The iMac Pro (and Mac Pro) will be priced out of range for most Mac enthusiasts, and that’s a Good Thing. Here’s the explanation.
For a long, long time, Apple built Macs that were geared for two kinds of people. There has been and still is the everyday consumer who appreciates a quality desktop or portable, but doesn’t need a top-of-the-line system. Affordability and simplicity are paramount.
The second group was and is the technical professionals. These pro users needed more expandability and more power, but accepted a premium price. The thing is, however, that while those high-end Macs were used in the office, they were still generally affordable by most technical professionals for use at home as well.
Remember the famous 2 x 2 product matrix that Steve Jobs devised soon after he returned to Apple? I, and many others, who were working professionals could nevertheless afford the Power Mac G3, then G4. Even PowerMac G5. Here’s that matrix:
Meanwhile, companies like Sun, HP and SGI were selling really powerful UNIX workstaitons in the US$10,000 range. If you had one of those at work, you knew it’s power, but a “Pro” Mac at home was good enough.
Associated with this, I think, there was a little bit if hubris. The high end Macs were very sexy. To have one made the user feel as if they were at least dabbling in the middlin’ to high end of the home or office desktop workstation market because it was the best Apple had.
As time went on, these PowerMacs, PowerBooks, then Mac Pros and MacBook Pros continued their heritage as powerful, prestigious tools for all kinds of pro users, whether bought by the workplace or purchased out of personal funds. And so it went.
On June 5, 2017, all that changed. Apple, in its WWDC keynote, telegraphed that it was listening to the technical and creative professionals. Apple reaffirmed, in a tangible way, its commitment to the Mac with updates to the MacBook and iMac line, but it went one step further.
Apple presented us with the iMac Pro which is scheduled to ship in December.
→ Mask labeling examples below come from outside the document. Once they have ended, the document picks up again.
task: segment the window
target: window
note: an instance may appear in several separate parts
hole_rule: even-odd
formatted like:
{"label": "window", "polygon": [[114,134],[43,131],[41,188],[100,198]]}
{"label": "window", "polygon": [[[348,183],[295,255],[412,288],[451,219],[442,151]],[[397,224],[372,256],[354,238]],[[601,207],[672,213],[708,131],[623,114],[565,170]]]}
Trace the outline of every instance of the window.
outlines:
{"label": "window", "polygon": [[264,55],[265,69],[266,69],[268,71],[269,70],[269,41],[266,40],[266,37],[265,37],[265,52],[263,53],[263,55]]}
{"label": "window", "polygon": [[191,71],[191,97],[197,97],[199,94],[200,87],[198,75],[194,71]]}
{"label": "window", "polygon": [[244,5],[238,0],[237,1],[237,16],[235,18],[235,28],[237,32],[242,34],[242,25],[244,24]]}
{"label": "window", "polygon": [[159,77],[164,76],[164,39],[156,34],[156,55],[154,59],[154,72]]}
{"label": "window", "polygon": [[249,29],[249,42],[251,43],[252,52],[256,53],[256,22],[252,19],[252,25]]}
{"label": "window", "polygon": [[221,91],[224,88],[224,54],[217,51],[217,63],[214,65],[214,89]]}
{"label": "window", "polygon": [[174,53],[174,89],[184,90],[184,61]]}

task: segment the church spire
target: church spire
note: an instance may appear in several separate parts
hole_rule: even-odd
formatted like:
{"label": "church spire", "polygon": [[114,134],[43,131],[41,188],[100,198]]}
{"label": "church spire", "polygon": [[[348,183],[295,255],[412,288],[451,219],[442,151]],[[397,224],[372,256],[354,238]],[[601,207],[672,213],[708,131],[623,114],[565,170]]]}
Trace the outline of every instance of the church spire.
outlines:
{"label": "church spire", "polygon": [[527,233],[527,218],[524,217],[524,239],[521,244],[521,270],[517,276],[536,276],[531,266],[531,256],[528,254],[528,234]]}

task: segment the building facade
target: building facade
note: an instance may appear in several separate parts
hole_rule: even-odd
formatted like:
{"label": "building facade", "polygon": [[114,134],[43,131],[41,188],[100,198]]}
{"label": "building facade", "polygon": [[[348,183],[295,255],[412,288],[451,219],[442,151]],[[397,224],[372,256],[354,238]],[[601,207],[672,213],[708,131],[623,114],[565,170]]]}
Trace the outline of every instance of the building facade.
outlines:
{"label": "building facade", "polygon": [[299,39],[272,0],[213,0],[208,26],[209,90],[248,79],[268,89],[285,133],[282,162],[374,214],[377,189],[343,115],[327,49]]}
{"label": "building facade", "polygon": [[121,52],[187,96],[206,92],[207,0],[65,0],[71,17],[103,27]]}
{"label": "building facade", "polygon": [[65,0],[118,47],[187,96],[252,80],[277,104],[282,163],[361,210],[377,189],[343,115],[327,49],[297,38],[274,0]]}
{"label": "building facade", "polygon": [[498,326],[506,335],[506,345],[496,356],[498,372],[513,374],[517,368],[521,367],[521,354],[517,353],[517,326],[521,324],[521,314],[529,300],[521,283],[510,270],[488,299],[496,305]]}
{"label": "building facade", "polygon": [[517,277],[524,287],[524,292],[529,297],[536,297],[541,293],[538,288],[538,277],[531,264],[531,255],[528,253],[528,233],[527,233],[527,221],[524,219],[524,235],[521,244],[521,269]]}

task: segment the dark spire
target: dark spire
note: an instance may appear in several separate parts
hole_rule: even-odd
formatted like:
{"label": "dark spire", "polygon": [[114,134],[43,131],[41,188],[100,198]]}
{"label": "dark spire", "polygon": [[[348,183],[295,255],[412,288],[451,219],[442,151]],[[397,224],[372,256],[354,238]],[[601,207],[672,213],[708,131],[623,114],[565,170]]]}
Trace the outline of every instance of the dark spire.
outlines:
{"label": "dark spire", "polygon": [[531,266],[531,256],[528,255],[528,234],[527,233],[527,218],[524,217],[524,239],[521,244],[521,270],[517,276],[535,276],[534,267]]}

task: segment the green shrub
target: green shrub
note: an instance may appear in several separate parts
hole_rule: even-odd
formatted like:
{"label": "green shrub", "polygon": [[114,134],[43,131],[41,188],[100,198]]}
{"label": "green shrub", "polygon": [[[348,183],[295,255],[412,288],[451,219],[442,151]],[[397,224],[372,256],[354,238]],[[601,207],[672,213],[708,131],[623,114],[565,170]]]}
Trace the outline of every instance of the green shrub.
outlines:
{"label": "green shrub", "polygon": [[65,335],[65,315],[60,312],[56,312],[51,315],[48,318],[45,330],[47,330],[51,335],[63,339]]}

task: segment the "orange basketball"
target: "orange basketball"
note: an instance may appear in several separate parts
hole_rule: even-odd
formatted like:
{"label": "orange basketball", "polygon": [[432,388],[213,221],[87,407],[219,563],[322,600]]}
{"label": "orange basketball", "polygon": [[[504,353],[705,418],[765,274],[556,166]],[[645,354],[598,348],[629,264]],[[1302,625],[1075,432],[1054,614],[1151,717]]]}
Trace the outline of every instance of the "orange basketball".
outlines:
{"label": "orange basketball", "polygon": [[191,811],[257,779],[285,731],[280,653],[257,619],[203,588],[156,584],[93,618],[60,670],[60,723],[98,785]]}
This Mac, with Xeon CPUs, oodles of RAM (up to 128 GB) and Radeon Pro Vega graphics is not just a high-end Mac. It’s a serious, serious desktop supercomputer to drool over.
And, truth be told, most people who had been buying those high-end Mac desktops out of their own pocket won’t be able to afford the iMac Pro.
A Very Good Thing
And, no, it’s not over priced. Our Jeff Butts address that here: “No, the iMac Pro Apple Tax Isn’t a Real Thing.” One will have to pay pretty much the same to buy an equivalent computer from HP or Dell.
Think about it. For the first time, (well maybe the second time), Apple is focusing on a workstation to be easily purchased by developers, universities, government agencies, and corporations that most technical professionals would never think of owning for personal use and couldn’t afford if they did.
I claim this is a Good Thing. At least, Apple is pulling out the stops. Apple is delivering a very, very capable iMac Pro that will have scientists, researchers, engineers, architects, and designers pounding on their boss’s desk with approval paperwork.
The same thing will happen when Apple ships the next Mac Pro. Even though it won’t have a built-in display, it’s going to be very expensive as well. It may cost even more than the iMac Pro. No one knows right now.
What we do know is that Apple has re-discovered Mac religion and is willing to recapture the influencers and technical professionals who had given up on Apple or were threatening to leave the fold.
The fact that most technical professionals won’t be able to afford one of these Macs for use at home should provide us a great sense of relief and admiration for Apple. The company has given the pros something to crow about in the workplace where, after all, time is money. Recognizing that, the organization foots the bill.
As for the rest of us? A modern 5K iMac can do all that we need on the desktop. Even if we glance sideways and smile in admiration at the new, seriously pro-level Halo Macs that will remain well beyond our means.
That’s cause for celebration, not a claim of sour grapes.